Thursday, March 07, 2013

Processed meat 'is to blame for one in 30 deaths': Big European study says more than a rasher of cheap bacon a day is harmful (?)

Same old same old.  The WCRF bods will be having orgasms over this but it is very poor data.  Self-report data needs lots of controls to be of any weight and neither social class nor social desirability responding were controlled for below.

Education was controlled but it alone is not a good index of social class. For instance, many educated people do not even have jobs these days, let alone being rich.  And rich people often have poor education.  And there are other class variables.  Class can only convincingly be measured using several indices.  See here for an empirical study of the issues involved in class measurement.
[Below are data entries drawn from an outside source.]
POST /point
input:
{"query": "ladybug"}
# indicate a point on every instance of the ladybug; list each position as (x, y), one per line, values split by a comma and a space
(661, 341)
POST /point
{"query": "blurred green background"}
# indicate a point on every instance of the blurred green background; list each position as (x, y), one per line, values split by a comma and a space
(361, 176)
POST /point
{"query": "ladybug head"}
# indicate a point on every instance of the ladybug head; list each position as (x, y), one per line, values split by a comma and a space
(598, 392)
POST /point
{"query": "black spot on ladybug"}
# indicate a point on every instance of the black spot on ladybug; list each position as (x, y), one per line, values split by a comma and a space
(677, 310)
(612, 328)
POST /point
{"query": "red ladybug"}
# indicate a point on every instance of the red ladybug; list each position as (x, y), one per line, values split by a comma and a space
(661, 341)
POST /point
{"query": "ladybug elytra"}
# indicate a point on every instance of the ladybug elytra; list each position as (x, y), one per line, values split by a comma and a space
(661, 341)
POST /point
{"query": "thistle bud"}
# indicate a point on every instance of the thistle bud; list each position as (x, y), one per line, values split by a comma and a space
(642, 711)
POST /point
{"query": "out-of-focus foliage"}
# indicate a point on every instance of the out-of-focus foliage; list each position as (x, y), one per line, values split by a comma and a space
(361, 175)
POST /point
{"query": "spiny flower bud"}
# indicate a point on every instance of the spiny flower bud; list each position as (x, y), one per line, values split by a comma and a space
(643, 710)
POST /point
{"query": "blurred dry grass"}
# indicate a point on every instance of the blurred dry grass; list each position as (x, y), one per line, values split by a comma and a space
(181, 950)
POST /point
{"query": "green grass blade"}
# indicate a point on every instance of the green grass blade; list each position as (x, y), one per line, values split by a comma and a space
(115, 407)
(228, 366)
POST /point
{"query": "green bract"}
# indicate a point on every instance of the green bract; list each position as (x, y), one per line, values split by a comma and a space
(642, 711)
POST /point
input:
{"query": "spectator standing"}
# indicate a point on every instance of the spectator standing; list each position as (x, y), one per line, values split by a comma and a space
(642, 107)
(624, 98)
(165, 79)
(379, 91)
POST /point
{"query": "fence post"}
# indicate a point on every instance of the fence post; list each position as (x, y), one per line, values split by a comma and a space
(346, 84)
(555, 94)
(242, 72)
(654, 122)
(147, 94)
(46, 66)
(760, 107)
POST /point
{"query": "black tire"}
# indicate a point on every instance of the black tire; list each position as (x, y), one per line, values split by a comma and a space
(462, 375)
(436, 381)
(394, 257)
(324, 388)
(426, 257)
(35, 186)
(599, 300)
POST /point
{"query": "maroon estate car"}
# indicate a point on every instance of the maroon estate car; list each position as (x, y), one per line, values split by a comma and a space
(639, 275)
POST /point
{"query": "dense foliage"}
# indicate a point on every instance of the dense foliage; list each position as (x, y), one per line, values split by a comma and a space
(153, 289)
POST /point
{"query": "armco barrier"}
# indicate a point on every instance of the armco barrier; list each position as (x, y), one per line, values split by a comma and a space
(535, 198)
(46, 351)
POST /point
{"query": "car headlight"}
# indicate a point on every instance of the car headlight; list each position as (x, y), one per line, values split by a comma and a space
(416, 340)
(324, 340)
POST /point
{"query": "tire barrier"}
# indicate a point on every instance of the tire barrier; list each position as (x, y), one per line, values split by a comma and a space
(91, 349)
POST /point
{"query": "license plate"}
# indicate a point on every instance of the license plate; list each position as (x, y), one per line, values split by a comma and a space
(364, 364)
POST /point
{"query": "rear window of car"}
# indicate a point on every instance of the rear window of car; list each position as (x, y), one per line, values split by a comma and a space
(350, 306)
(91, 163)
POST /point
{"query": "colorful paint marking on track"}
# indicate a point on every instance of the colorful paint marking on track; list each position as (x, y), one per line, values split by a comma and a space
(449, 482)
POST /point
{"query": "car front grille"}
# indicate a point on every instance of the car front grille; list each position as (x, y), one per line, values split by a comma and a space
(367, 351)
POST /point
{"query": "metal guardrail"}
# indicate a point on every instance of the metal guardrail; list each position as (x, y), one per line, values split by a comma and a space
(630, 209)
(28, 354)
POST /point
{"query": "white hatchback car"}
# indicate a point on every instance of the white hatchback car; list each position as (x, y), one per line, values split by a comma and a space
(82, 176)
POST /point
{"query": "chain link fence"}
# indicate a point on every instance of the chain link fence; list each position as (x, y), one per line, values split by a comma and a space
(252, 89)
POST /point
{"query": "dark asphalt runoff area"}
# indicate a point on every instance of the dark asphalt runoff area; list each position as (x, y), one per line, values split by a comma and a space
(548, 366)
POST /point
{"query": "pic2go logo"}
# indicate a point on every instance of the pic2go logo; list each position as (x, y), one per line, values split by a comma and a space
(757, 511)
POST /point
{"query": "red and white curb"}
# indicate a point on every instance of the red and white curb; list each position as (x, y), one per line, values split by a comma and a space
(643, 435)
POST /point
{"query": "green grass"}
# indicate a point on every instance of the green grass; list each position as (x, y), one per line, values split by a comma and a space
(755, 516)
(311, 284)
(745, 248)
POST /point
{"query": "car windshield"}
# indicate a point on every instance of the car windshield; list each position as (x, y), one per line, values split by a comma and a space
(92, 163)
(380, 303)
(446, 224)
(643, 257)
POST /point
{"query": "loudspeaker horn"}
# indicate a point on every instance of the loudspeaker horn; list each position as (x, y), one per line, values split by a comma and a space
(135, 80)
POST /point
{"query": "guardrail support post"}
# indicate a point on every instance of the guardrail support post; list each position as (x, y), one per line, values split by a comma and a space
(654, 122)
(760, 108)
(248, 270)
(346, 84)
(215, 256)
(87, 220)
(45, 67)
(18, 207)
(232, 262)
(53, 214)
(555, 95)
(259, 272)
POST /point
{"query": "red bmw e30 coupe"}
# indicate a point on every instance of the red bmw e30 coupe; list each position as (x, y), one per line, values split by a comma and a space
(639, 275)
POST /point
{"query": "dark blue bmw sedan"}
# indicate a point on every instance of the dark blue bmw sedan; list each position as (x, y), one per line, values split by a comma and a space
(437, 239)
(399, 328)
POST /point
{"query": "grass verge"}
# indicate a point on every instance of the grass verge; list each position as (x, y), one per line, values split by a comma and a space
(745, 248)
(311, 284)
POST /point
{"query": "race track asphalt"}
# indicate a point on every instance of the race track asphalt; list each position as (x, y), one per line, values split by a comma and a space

Middle class people are more likely to "say the right thing" and they are healthier anyway.  One notes that the British sub-sample was described as "health conscious people", so they would know well what foods are "correct" according to conventional wisdom.  Regardless of what they actually did, they knew what to say!

And even if we take the data at face value, the correlation with mortality was marginal for processed meat and non-existent for red  meat.  A real storm in a teacup

And the study was a Europe-wide one so it would be interesting to see in which countries a statistically significant correlation emerged. My guess: None of them! Statistical significance is heavily dependent on sample size so the much smaller sample size for each nation would be unlikely to show significance, given the weak overall effect

A journalistic summary here
Meat consumption and mortality - results from the European Prospective Investigation into Cancer and Nutrition

By Sabine Rohrmann et al.

Abstract

Background

Recently, some US cohorts have shown a moderate association between red and processed meat consumption and mortality supporting the results of previous studies among vegetarians. The aim of this study was to examine the association of red meat, processed meat, and poultry consumption with risk of early death in the European Prospective Investigation into Cancer and Nutrition (EPIC).

Methods

Included in the analysis were 448,568 men and women without prevalent cancer, stroke, or myocardial infarction, and with complete information on diet, smoking, physical activity and body mass index, who were between 35 and 69 years old at baseline. Cox proportional hazards regression was used to examine the association of meat consumption with all-cause and cause-specific mortality.

Results

Until June 2009, 26,344 deaths were observed. After multivariate adjustment, a high consumption of red meat was related to higher all-cause mortality (HR=1.14, 95% CI 1.01-1.28, 160+ vs. 10-19.9 g/day), and the association was stronger for processed meat (HR=1.44, 95% CI 1.24-1.66, 160+ vs. 10-19.9 g/day). After correction for measurement error, higher all-cause mortality remained significant only for processed meat (HR=1.18, 95% CI 1.11-1.25, per 50 g/d). We estimated that 3.3% (95% CI 1.5-5.0%) of deaths could be prevented if all participants had a processed meat consumption of less than 20 g per day. Significant associations with processed meat intake were observed for cardiovascular diseases, cancer, and 'other causes of death'. The consumption of poultry was not related to all-cause mortality.

Conclusions

The results of our analysis support a moderate positive association between processed meat consumption and mortality in particular due to cardiovascular diseases, but also cancer.

SOURCE


UPDATE:

My prophecy about the WCRF has come true. See here, where the BBC reports both unduly expansive and cautious conclusions from the research. They even report that red meat is bad for you, when the research showed that it is NOT! Could the BBC reporter not read what it says in the abstract above: "After correction for measurement error, higher all-cause mortality remained significant only for processed meat". Far from being reliable, it would seem that BBC reporters can't even read!

Posted by John J. Ray (M.A.; Ph.D.).